Market news
25.10.2023, 16:14

US Dollar extends gains as US yields rise

  • The US Dollar extended Tuesday’s impressive gains, but the upward momentum is somewhat weak.
  • The United States reported positive housing market data.
  • The 5- and 10-year US Treasury yields recovered, while the shorter-term 2-year rate declined.

The US Dollar (USD) measured by the US Dollar Index (DXY) continued climbing higher on Wednesday, rising above the 20-day Simple Moving Average (SMA) towards a six-day high of 106.52. US yields' recovery and positive housing market data allowed the Greenback to find demand. 

The focus is on the United States' economic situation as markets await data to continue modeling their expectations on the next Federal Reserve (Fed) decisions. As for now, the strongest case is that the bank won’t deliver any additional hikes in 2023, but Gross Domestic Product (GDP) preliminary estimates from Q3 on Thursday and Personal Consumption Expenditures (PCE) figures from September on Friday may change those expectations.


Daily Digest Market Movers: US Dollar edges higher while investors await economic activity figures

  • The DXY index jumped towards 106.2, above the 20-day Simple Moving Average (SMA).
  • The US Census Bureau revealed that September New Home Sales came in higher than expected. The headline figure showed 0.759M new home sales, higher than the consensus of 0.68M, and increased in relation to its last reading of 0.676M.
  • The 5- and 10-year US yields rose sharply to 4.87% and 4.90%, respectively.
  • Focus now shifts to high-tier data to be released on Thursday and Friday. The US Q3 GDP growth is expected to have accelerated, and the PCE inflation to have decelerated in September.
  • According to the CME FedWatch Tool, the odds of a 25 basis points hike in December are still low, around 25%. In addition, the tool suggests that a pause in November is nearly priced in. 

Technical Analysis: US Dollar Index bulls step in and conquer the 20-day SMA

Based on the daily chart, the DXY Index maintains a neutral to bullish technical perspective  after buyers conquered the 20-day Simple Moving Average (SMA). With a positive slope above its midline, the Relative Strength Index (RSI) signals a bullish stance, while the Moving Average Convergence (MACD) exhibits lower red bars.

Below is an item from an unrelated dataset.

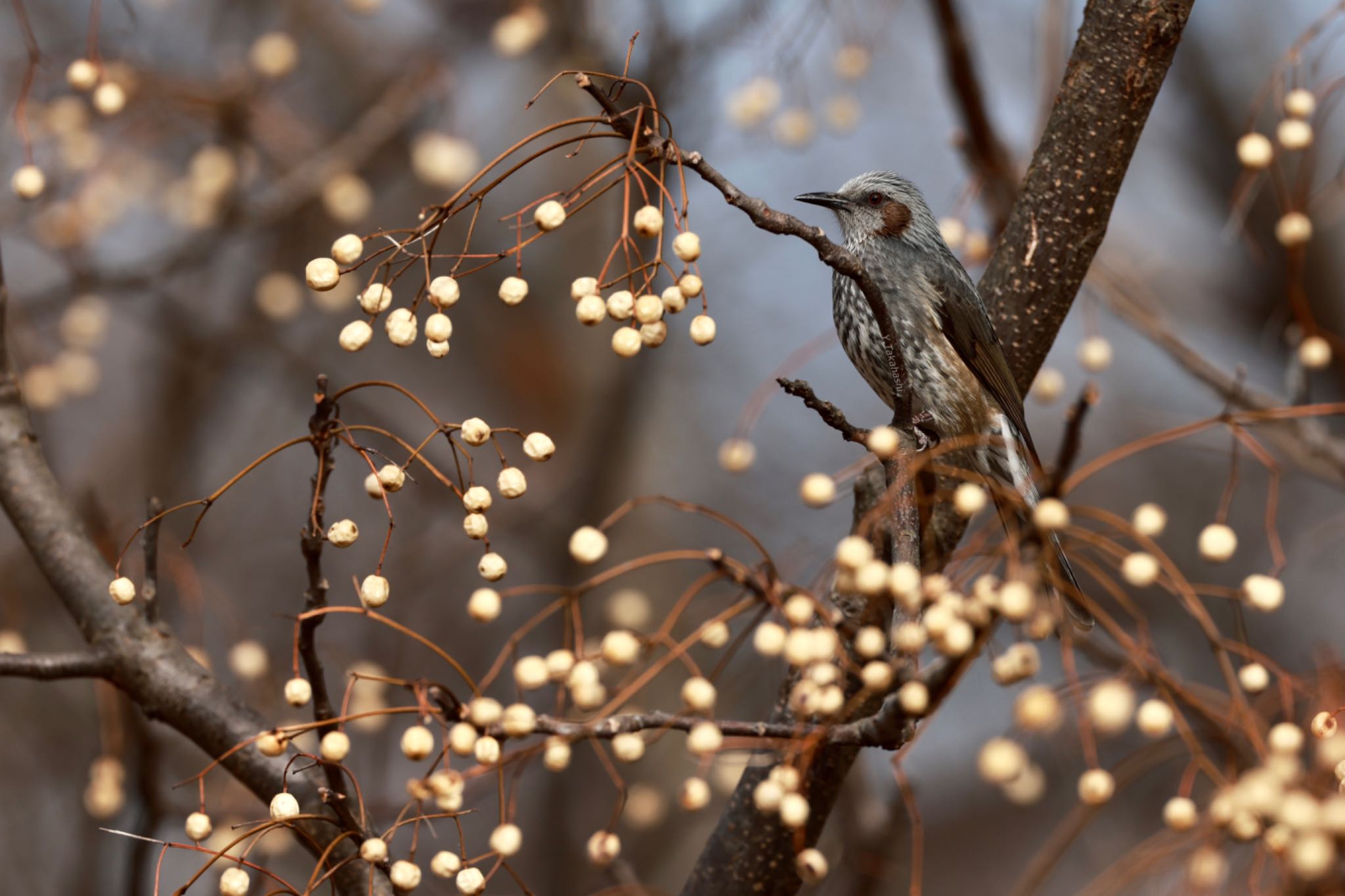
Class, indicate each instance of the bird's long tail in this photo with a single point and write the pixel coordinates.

Moreover, the DXY is above the 20, 100 and 200-day SMAs, suggesting that on the bigger picture, the bulls are in command over the bears.

Supports: 106.30 (20-day SMA), 106.00, 105.70.
Resistances:106.50, 107.00, 107.30.

 

 

 

 

 

US Dollar FAQs

What is the US Dollar?

The US Dollar (USD) is the official currency of the United States of America, and the ‘de facto’ currency of a significant number of other countries where it is found in circulation alongside local notes. It is the most heavily traded currency in the world, accounting for over 88% of all global foreign exchange turnover, or an average of $6.6 trillion in transactions per day, according to data from 2022.
Following the second world war, the USD took over from the British Pound as the world’s reserve currency. For most of its history, the US Dollar was backed by Gold, until the Bretton Woods Agreement in 1971 when the Gold Standard went away.

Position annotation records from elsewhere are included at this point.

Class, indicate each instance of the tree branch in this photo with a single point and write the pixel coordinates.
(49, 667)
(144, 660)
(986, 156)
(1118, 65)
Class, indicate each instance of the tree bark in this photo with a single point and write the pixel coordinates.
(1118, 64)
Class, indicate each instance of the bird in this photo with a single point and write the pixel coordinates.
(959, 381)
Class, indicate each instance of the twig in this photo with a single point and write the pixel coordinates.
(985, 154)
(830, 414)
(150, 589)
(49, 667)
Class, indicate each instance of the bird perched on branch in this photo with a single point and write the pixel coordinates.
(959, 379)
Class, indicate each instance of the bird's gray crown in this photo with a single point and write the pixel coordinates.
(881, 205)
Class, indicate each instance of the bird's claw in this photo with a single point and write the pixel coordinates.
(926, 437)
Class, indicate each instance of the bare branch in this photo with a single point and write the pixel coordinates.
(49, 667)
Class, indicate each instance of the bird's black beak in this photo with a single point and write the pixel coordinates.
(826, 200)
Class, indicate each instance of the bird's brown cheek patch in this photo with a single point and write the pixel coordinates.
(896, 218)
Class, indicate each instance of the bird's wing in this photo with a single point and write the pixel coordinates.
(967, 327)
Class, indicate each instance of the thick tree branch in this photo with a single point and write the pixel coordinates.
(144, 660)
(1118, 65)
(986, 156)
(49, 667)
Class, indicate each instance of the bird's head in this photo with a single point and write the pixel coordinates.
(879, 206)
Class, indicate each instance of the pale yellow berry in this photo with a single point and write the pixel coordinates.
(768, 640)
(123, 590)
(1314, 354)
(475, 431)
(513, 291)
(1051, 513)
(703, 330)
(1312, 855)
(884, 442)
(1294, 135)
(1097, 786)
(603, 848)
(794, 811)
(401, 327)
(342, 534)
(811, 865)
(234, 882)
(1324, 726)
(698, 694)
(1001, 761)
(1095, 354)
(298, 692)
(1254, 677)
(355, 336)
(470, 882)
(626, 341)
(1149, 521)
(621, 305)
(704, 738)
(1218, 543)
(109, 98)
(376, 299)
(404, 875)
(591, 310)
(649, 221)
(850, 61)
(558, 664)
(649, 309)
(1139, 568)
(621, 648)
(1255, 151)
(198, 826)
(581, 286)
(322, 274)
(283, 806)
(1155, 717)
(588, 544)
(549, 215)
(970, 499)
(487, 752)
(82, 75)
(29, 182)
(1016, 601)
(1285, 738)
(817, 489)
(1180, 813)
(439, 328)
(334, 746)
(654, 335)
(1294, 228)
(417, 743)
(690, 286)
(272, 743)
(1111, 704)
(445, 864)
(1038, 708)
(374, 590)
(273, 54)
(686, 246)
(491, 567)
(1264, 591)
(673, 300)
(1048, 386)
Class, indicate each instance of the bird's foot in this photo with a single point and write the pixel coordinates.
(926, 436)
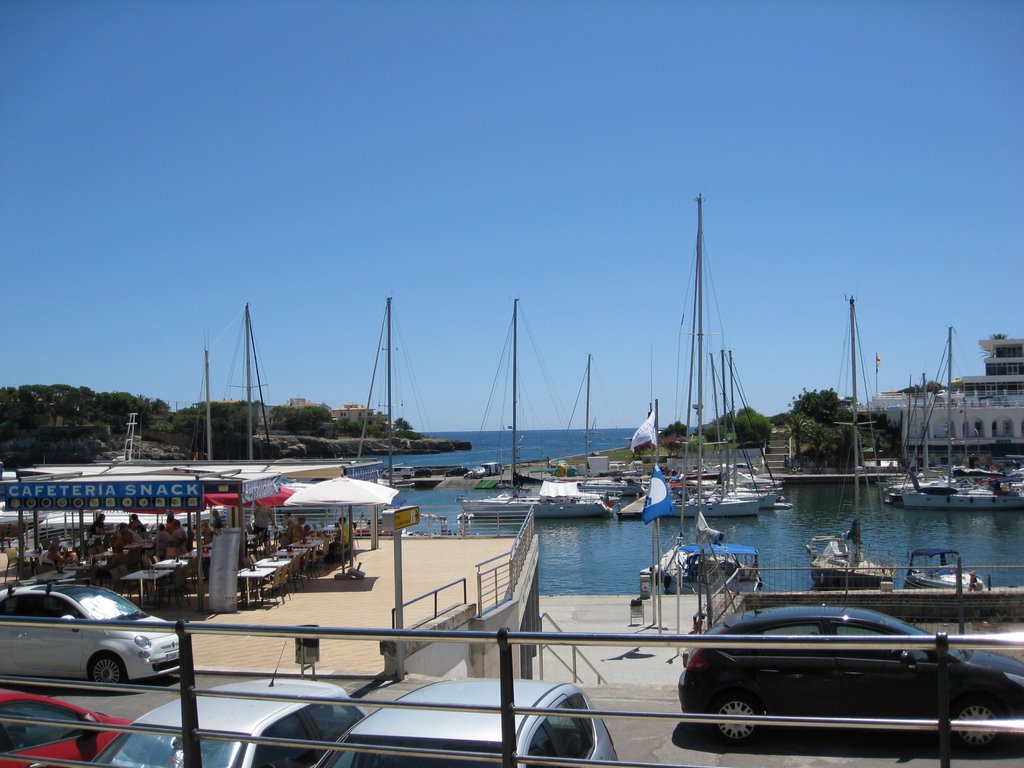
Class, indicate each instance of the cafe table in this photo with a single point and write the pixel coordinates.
(146, 574)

How do the decisions of the Federal Reserve impact the US Dollar?

The most important single factor impacting on the value of the US Dollar is monetary policy, which is shaped by the Federal Reserve (Fed). The Fed has two mandates: to achieve price stability (control inflation) and foster full employment. Its primary tool to achieve these two goals is by adjusting interest rates.
When prices are rising too quickly and inflation is above the Fed’s 2% target, the Fed will raise rates, which helps the USD value. When inflation falls below 2% or the Unemployment Rate is too high, the Fed may lower interest rates, which weighs on the Greenback.

What is Quantitative Easing and how does it influence the US Dollar?

In extreme situations, the Federal Reserve can also print more Dollars and enact quantitative easing (QE). QE is the process by which the Fed substantially increases the flow of credit in a stuck financial system.
It is a non-standard policy measure used when credit has dried up because banks will not lend to each other (out of the fear of counterparty default). It is a last resort when simply lowering interest rates is unlikely to achieve the necessary result. It was the Fed’s weapon of choice to combat the credit crunch that occurred during the Great Financial Crisis in 2008. It involves the Fed printing more Dollars and using them to buy US government bonds predominantly from financial institutions. QE usually leads to a weaker US Dollar.

What is Quantitative Tightening and how does it influence the US Dollar?

Quantitative tightening (QT) is the reverse process whereby the Federal Reserve stops buying bonds from financial institutions and does not reinvest the principal from the bonds it holds maturing in new purchases. It is usually positive for the US Dollar.